Davacı vekili dava dilekçesinde; 10.05.2018 tarihinde davalı ... şirketi nezdinde ZMMS poliçesi ile sigortalı olan aracın sağ tarafının kör nokta olması nedeni ile yaya durumdaki davacıyı farkedemeyerek çarpmasına bağlı gerçekleşen trafik kazasında müvekkilinin yaralandığını ve malul kaldığını iddia ederek, fazlaya ilişkin haklarını saklı kalmak kaydıyla 1.000,00 TL sürekli iş göremezlik tazminatının davalıdan tahsiline karar verilmesini talep etmiş, talebini ıslah ile toplam 360.000,00 TL'ye yükseltmiştir.

II. CEVAP

Davalı vekili cevap dilekçesinde; kazanın trafik iş kazası niteliğinde olduğunu, mükerrer ödeme yapılmaması için davacıya rücuya tabi ödeme yapılıp yapılmadığının sorulması gerektiğini, maluliyete ilişkin raporun yönetmeliğe uygun olmadığını, tazminat hesabının genel şartlar dikkate alınarak TRH 2010 Yaşam Tablosu ile %1,8 teknik faiz yöntemi dikkate alınarak hesaplanması gerektiğini, kusur durumunun ve müterafik kusurun belirlenmesi gerektiğini savunarak davanın reddine karar verilmesini istemiştir.
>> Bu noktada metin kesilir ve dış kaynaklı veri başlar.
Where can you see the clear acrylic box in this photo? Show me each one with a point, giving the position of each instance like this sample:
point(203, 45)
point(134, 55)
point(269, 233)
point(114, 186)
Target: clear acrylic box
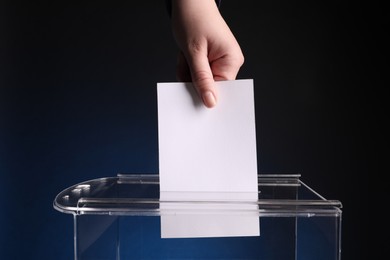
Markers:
point(120, 218)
III. UYUŞMAZLIK HAKEM HEYETİ KARARI

Uyuşmazlık Hakem Heyetinin yukarıda tarih ve sayısı belirtilen kararı ile; başvurucunun geçirmiş olduğu trafik kazası nedeni ile malul kaldığı, davalı ... şirketinin kazaya karışan aracın ZMMS poliçesi uyarınca işletene düşen hukuki sorumluluğu üstlenmesi nedeni ile sorumluluğunun bulunduğu gerekçesi ile başvuru sahibinin talebinin kabulü ile 360.000,00 TL tazminatın 27.10.2021 tarihinden itibaren işleyecek yasal faizi ile birlikte davalıdan tahsiline karar verilmiştir.

IV. İTİRAZ

A. İtiraz Yoluna Başvuranlar

Uyuşmazlık Hakem Heyetinin yukarıda belirtilen kararına karşı süresi içinde davalı vekili itiraz başvurusunda bulunmuştur.

B. İtiraz Sebepleri

Davalı vekili itiraz dilekçesinde; mükerrer ödeme olmaması için davacıya rücuya tabi bir gelir bağlanıp bağlanmadığı hususunun tespit edilmesi gerektiğini, başvuranın maluliyet raporunun mevzuata uygun olmadığını bu yüzden başvuru şartının yerine getirilmediğini, maluliyet raporunun ilgili yönetmelikteki esaslar dikkate alınarak hazırlanması gerektiğini, tazminat miktarının zorunlu mali sorumluluk (trafik) sigortası genel şartlarınca (yeni genel şartlar) benimsenen TRH-2010 Yaşam Tablosu ve %1,8 teknik faiz kullanılarak hesaplanması gerektiğini, kusur oranının öncelikle belirlenmesi gerektiğini, müterafik kusur durumunun araştırılması gerektiğini, davacı lehine hükmedilen vekalet ücretinin hatalı olduğunu savunarak Uyuşmazlık Hakem Heyetince verilen kararın kaldırılmasını talep etmiştir.

C. Gerekçe ve Sonuç

İtiraz Hakem Heyetinin yukarıda tarih ve sayısı belirtilen kararı ile; rücuya tabi ödemenin davalı tarafından belgelendirilmediği, maluliyete ilişkin raporun hükme esas alınabilir nitelikte olduğu, hesaplamanın davalının talebi gibi TRH 2010 Yaşam Tablosu ve %1,8 teknik faiz yöntemine göre yapıldığı, kusura ilişkin düzenlenen raporun ayrıntılı ve yeterli olduğu, davacının müterafik kusuruna ilişkin dosya içerisinde delil olmadığı, yönetmelik hükmü kanuna aykırı olamayacağından hükmedilen vekalet ücretinde hata olmadığı gerekçeleri ile davalı vekilinin itirazlarının reddine karar verilmiştir.

V. TEMYİZ

A. Temyiz Yoluna Başvuranlar

İtiraz Hakem Heyetinin yukarıda belirtilen kararına karşı süresi içinde davalı vekili temyiz isteminde bulunmuştur.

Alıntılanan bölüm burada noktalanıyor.